Wordle was initially released in October 2021, and was bought by the New York Times in January 2022. It has been less than a month since the acquisition and people are already dreading the changes it brings to the game.
Wordle has come forward as everyone’s favourite word game and has already been a source of dissatisfaction from the billion-dollar giant. The app is now being filled with ad trackers like other apps. This is despite the fact that Wordle had none all this while.
Reporters came across evidence which proved that some of the trackers were proper ones from New York Times itself. The rest turned out to be the third-party candidates like Google that send most of the data.
Regular users of the word game app expressed their thoughts on social media platforms like twitter:
So no the NYT did not make Wordle harder or even change it all that much…. but can you imagine how hard it will be now if they had *any* plans to tweak it? Whew.
What irked the users was the fact that the Times took over the last ad-tracker-free app into its claws. The New York Times is already said to gain millions of dollars through the ad business, specifically in every quarter. It also gets balanced off in promotion of subscriptions and, towards the bodies that were not already paying. Regular visitors of the word game app will now be targeted for ads urging them to subscribe.
The obvious change that occurred:
The absence of these ad-trackers in ‘Wordle’ was one of the reasons for players navigating to the app in the first place. With the New York Times’ acquisition, the app joins the other apps which have become victim to the cash grab of advertisers.
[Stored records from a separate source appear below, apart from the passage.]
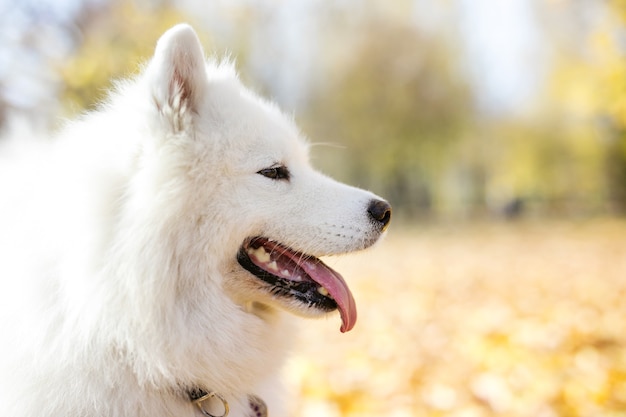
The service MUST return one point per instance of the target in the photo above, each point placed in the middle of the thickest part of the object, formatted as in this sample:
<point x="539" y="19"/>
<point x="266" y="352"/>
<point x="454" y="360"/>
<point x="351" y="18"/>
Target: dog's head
<point x="260" y="214"/>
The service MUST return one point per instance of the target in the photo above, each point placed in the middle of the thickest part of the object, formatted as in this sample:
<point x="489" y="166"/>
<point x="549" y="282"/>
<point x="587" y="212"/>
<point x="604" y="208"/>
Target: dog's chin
<point x="295" y="281"/>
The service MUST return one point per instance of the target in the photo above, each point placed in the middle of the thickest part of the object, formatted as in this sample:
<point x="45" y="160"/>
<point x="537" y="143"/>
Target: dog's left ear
<point x="177" y="74"/>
Though the app still appears the same while being used, it has officially become prey to another profit provider in the year 2022.
Sources tried to approach the New York Times for a comment on the update. However, the Times declined to give any statement on the addition of trackers to their word game, Wordle.
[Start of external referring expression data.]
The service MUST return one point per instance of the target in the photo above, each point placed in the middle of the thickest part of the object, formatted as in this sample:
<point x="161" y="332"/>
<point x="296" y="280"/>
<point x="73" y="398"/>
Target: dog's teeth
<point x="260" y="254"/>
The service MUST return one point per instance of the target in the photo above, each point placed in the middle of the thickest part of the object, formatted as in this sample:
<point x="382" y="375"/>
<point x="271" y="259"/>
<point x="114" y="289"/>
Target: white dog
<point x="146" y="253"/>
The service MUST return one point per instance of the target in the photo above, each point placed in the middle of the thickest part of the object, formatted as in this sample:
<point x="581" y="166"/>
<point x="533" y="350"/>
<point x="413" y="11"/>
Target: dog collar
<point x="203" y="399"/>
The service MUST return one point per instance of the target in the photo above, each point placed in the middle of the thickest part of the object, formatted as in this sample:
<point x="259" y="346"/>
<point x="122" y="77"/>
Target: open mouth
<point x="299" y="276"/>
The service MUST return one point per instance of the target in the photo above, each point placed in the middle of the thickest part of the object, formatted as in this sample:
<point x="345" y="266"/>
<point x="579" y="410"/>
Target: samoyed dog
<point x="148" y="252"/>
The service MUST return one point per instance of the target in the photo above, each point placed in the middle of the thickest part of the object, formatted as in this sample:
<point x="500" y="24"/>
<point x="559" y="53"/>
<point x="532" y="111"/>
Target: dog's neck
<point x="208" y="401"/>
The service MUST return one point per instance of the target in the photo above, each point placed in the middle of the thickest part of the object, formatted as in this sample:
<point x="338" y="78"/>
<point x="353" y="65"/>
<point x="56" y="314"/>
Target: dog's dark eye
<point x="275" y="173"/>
People were concerned about the new development also fear third-party site surveillance. These app-trackers are known to not only target suitable ads but also track users while navigating through other apps and sites on the internet. Google and Oracle through their ‘Bluekai’ subsidiary, are already said to be involved with Wordle currently. Along with it, developers also suspect navigation by cops to keep an eye on protestors, immigrants, etc.
Apart from tracking a player’s location the police could also set up a geofernce warrant around their neighbourhoods.They’d use the same ‘Bluekai’ to exploit their data and gain reason to convict innocents.
The surveillance on ‘wordle’ proves to be one of the lesser evils of ad-tracking. Other apps have proved to be involved in serious third-party tracking of its users.